In her Forbes article, Suzanne Ogle, President and CEO of the Southern Gas Association, explores the SEC’s new climate-related disclosure requirements. After extensive deliberation and legal challenges, the SEC’s rule, titled “The Enhancement and Standardization of Climate-Related Disclosures for Investors,” mandates that public companies disclose various aspects of their climate risk governance.
Key aspects of the rule include the exclusion of Scope 3 disclosure requirements, which had raised concerns about reporting costs and reliability. However, state-specific regulations like California’s may still require it. The final rule preserves three main components:
- Weather and Material Effects: Large companies must comply by fiscal year 2026, including detailed climate risk disclosures in their annual filings, covering severe weather events and carbon offsets.
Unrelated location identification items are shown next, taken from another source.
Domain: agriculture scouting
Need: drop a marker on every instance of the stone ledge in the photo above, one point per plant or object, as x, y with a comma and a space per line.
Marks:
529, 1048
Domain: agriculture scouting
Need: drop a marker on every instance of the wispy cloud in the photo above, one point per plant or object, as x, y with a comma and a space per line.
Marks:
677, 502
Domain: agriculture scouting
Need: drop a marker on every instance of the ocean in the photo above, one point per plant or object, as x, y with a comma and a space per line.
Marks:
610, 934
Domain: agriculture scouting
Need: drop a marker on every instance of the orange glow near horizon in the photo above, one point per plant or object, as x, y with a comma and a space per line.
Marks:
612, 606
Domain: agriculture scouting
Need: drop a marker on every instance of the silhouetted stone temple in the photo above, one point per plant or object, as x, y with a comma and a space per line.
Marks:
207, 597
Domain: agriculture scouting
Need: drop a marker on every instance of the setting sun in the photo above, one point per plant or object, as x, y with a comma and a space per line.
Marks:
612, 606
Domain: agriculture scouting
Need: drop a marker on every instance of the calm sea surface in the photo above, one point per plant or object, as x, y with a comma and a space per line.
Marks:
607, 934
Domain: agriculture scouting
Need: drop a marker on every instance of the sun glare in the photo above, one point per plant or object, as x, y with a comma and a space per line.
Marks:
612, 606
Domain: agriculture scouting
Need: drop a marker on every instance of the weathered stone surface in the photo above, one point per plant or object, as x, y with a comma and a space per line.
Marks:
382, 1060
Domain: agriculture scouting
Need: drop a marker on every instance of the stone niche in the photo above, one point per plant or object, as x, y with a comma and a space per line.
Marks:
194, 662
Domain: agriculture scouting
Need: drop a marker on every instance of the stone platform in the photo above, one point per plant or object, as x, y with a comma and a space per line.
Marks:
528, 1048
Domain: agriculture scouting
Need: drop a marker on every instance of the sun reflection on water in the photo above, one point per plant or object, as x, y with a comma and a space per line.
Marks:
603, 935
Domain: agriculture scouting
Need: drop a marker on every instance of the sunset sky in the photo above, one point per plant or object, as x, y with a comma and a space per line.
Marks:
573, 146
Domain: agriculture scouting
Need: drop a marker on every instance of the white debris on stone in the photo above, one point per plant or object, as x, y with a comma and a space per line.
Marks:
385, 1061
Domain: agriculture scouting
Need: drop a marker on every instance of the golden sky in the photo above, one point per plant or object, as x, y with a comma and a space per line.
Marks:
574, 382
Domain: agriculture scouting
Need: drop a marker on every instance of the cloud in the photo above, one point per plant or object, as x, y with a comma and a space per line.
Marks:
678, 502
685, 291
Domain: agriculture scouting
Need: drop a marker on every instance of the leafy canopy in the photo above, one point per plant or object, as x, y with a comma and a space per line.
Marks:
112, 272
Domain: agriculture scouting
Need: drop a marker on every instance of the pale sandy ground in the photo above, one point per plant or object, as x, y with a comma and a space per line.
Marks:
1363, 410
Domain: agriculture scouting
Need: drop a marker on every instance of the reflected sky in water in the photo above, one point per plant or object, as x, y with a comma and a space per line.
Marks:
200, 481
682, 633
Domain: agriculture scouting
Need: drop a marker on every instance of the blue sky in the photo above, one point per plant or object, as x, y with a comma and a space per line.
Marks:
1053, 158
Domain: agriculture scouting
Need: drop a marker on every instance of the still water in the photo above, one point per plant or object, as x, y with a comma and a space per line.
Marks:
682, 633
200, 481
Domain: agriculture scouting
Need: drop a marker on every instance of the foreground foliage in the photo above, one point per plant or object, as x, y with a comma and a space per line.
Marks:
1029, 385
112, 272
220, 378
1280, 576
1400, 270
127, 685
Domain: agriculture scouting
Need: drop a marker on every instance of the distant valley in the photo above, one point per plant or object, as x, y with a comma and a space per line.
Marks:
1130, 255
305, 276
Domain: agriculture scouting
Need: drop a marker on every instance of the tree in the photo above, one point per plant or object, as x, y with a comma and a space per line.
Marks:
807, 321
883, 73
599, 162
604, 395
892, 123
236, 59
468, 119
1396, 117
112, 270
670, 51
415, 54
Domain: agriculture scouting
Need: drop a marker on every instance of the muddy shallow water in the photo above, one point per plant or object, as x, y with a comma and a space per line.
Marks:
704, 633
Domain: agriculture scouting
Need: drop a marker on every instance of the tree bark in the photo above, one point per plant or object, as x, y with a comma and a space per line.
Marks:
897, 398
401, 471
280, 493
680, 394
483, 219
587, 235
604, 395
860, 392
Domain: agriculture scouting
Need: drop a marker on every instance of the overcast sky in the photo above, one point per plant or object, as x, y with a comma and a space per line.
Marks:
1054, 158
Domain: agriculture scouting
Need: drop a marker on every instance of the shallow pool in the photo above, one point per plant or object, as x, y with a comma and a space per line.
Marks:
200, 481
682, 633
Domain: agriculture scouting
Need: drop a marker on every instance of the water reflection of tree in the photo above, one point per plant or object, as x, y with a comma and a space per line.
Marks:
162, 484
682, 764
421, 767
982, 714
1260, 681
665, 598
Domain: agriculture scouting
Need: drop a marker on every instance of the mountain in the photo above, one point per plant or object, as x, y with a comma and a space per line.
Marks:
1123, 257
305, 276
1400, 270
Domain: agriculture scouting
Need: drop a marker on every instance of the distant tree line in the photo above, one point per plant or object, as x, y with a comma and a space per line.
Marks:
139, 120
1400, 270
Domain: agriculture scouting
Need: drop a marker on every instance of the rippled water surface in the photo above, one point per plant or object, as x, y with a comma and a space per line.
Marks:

- Attestation Requirements: Significant filers must disclose Scope 1 and 2 GHG emissions and provide attestation reports, with large filers meeting assurance requirements by fiscal year 2033.
- Footnote Disclosures: Financial statements must include the impact of severe weather events, carbon offsets, and the material impacts of climate-related targets on business operations.
The rule applies to nearly all SEC registrants and requires them to detail board oversight of climate-related risks. Companies should assess their readiness for these requirements, as compliance can give them a competitive advantage.